Without the dedicated risk management staff found at large companies, small business owners have to use their best judgment to identify risks and choosing the best strategies to prevent losses or at least mitigate their effects.
What Can Go Wrong?
Businesses of all sizes are exposed to a variety of risks and potential losses including property damage, legal liability, employee accidents or injuries, disaster recovery, technology outages or breaches, and other exposures.
The first step in developing an effective small business risk management plan is making a list of potential losses that can affect your business. This can be somewhat daunting, but is an important step in understanding your company's operations and protecting against potential problems.
A good starting point is wandering around your workplace with a notebook, paying attention critical systems or potential hazards. Your insurance agent and carrier will offer a variety of resources online to help you identify and understand potential risk, and can arrange access to experts who can provide specialized advice about reducing your company's risks.
Understanding the Effects
Once your list is complete, it's a good idea to rank those risks by their potential effects on your company. Some risks, such as the loss of your workplace in a fire, may be catastrophic to your company, while others may be relatively minor. It's important to understand the difference so you can direct your risk management efforts to the most important exposures.
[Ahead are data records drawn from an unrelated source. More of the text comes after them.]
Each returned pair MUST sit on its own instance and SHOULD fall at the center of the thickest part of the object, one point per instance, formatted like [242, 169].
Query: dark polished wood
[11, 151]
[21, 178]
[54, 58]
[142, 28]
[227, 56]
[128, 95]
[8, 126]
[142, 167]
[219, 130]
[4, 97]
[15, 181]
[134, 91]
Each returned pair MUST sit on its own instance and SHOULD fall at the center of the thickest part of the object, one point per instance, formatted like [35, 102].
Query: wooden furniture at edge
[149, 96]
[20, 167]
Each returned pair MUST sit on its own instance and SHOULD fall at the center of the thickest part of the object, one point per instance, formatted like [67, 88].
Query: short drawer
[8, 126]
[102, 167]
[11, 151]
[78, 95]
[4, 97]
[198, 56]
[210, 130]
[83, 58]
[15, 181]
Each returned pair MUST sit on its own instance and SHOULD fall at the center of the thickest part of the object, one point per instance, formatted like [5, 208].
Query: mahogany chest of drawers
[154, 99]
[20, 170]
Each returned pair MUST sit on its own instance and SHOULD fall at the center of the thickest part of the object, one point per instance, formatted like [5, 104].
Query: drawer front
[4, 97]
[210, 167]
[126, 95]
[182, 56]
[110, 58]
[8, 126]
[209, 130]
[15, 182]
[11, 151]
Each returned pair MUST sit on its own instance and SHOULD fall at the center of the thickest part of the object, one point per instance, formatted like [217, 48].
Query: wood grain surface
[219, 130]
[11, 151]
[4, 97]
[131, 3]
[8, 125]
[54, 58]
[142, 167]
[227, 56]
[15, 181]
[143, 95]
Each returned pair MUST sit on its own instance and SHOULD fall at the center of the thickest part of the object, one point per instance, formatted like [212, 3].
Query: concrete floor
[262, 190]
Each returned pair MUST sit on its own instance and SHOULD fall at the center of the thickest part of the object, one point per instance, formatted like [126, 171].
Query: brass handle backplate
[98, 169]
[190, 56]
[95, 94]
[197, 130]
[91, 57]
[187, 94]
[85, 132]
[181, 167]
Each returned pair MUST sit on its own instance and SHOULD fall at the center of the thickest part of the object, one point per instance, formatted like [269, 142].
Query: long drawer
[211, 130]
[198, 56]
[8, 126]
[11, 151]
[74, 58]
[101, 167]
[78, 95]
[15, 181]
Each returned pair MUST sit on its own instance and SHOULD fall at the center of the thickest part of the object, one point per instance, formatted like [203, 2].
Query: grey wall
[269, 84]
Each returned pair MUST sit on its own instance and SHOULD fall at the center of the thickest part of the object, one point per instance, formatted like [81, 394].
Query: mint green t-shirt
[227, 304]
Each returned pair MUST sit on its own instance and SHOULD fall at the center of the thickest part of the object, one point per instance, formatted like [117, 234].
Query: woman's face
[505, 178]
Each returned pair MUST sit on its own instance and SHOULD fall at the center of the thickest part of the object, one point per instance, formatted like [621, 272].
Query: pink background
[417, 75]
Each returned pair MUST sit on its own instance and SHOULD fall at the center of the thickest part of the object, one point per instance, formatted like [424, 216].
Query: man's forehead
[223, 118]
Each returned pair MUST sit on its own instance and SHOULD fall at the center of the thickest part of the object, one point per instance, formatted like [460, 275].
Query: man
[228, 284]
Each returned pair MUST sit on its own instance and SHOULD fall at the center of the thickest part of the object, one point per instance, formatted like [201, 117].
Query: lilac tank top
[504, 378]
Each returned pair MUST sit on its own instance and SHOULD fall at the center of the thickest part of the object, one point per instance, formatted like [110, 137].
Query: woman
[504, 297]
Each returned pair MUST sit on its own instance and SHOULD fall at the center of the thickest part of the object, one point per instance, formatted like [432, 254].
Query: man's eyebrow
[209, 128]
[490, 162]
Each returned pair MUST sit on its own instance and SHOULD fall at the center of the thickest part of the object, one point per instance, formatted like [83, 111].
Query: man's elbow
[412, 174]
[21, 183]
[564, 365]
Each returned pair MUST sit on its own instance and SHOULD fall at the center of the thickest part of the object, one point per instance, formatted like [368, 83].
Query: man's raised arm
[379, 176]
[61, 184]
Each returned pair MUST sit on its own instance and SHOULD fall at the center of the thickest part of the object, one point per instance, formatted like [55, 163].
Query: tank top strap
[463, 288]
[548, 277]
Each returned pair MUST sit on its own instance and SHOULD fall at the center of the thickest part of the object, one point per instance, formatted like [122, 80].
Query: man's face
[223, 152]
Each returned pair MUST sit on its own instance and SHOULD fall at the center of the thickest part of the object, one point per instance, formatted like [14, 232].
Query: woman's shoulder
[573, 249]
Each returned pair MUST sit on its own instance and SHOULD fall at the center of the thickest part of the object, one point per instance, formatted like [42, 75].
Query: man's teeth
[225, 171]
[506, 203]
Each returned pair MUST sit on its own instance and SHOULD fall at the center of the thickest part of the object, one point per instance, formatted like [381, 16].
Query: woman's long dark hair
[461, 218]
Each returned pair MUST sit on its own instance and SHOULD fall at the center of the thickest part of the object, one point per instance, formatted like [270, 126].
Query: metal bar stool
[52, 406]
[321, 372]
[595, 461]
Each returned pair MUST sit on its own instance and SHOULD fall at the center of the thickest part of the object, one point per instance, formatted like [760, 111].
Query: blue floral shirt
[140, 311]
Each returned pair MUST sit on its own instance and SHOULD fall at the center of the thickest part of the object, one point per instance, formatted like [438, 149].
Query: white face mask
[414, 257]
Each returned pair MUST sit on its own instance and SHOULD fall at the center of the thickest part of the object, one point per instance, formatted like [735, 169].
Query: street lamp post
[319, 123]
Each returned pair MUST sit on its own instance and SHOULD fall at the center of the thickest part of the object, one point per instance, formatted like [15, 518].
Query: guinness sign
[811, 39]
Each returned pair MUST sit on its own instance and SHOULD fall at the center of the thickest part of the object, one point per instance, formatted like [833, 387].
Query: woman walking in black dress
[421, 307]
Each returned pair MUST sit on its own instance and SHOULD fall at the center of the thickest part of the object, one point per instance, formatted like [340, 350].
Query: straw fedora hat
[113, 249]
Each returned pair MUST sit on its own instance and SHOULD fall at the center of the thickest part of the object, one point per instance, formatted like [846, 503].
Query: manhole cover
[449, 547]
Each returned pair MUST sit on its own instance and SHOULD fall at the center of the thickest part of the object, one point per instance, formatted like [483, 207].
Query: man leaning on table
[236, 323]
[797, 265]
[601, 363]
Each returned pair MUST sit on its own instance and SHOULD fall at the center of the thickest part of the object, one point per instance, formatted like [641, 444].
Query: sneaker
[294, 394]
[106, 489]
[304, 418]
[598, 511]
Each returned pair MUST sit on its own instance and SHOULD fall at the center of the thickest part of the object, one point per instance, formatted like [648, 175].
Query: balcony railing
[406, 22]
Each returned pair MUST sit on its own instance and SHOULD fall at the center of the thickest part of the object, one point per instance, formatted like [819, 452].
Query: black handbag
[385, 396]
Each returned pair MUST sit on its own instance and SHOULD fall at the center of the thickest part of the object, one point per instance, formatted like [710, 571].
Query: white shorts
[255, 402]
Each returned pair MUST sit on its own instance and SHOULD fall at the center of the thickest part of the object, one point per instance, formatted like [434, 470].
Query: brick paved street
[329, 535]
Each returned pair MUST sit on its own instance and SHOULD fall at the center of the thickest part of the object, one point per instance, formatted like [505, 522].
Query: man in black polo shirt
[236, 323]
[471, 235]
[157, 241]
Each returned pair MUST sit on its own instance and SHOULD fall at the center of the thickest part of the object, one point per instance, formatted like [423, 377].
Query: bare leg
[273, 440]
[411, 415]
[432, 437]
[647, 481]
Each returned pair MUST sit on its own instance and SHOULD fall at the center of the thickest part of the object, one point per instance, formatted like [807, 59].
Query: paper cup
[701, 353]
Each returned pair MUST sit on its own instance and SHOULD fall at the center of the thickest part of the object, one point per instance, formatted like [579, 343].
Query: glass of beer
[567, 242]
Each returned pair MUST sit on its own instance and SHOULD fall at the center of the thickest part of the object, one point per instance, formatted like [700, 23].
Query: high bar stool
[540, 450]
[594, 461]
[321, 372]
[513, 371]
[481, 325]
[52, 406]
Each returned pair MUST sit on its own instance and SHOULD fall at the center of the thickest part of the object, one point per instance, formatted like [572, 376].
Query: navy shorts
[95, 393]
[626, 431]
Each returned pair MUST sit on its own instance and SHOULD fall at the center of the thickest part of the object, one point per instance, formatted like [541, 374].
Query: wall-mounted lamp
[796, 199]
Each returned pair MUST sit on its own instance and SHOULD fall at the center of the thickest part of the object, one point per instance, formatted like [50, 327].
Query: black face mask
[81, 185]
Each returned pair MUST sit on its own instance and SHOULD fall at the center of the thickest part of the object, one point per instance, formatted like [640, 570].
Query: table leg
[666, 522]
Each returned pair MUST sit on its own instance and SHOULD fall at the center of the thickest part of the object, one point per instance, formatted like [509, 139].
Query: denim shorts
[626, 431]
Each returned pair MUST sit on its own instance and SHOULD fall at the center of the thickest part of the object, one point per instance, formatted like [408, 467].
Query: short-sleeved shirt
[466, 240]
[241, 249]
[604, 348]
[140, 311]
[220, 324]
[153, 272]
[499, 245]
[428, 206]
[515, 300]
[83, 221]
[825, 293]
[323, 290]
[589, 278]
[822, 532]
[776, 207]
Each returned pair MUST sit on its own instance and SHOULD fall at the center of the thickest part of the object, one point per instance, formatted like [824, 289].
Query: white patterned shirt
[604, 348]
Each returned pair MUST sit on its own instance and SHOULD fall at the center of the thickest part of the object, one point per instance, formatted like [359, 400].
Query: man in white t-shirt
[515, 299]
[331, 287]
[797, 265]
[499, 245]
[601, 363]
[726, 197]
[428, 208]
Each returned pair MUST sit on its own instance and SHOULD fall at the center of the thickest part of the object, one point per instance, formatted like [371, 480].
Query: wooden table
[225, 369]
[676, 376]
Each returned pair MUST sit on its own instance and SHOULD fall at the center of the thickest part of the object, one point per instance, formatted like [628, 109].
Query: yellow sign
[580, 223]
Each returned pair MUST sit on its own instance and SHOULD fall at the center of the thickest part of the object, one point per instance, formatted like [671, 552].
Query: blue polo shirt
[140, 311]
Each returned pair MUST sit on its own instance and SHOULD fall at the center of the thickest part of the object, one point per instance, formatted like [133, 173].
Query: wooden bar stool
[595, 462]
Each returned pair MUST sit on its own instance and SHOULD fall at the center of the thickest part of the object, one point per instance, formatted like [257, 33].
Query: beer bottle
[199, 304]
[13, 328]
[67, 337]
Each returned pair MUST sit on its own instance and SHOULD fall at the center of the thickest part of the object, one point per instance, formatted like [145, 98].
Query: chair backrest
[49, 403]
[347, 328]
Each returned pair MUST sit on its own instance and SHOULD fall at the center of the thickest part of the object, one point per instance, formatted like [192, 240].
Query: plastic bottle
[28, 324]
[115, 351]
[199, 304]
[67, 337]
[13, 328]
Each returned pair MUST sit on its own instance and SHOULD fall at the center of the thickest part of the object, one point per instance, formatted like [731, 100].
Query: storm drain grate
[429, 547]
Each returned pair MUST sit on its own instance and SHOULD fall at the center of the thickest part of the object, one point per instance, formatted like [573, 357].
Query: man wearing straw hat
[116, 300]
The next step is developing ways to reduce those risks and their potential effects. Instead of storing all of your inventory in one facility, for instance, it may be a good idea to divide it among two smaller storage areas so a fire at one building wouldn't destroy all of your inventory.
Safety programs are another important step in reducing employee accidents and injuries. The federal Occupational Safety and Health Administration (OSHA) and similar state agencies offer valuable industry-specific information and training resources to help companies improve worker safety and regulatory compliance.
Once you've identified the risks, categorized them by severity, and identified potential mitigation strategies, the final step in developing your risk management program is arranging insurance coverage to provide financial protection in case your other strategies fall short.
Even with the best of intentions, things can go wrong, and it's important to ensure that a relatively minor lose won't have an inordinate financial consequence for your company. Insurance provides an important financial backstop that helps you concentrate on running your business and serving customers.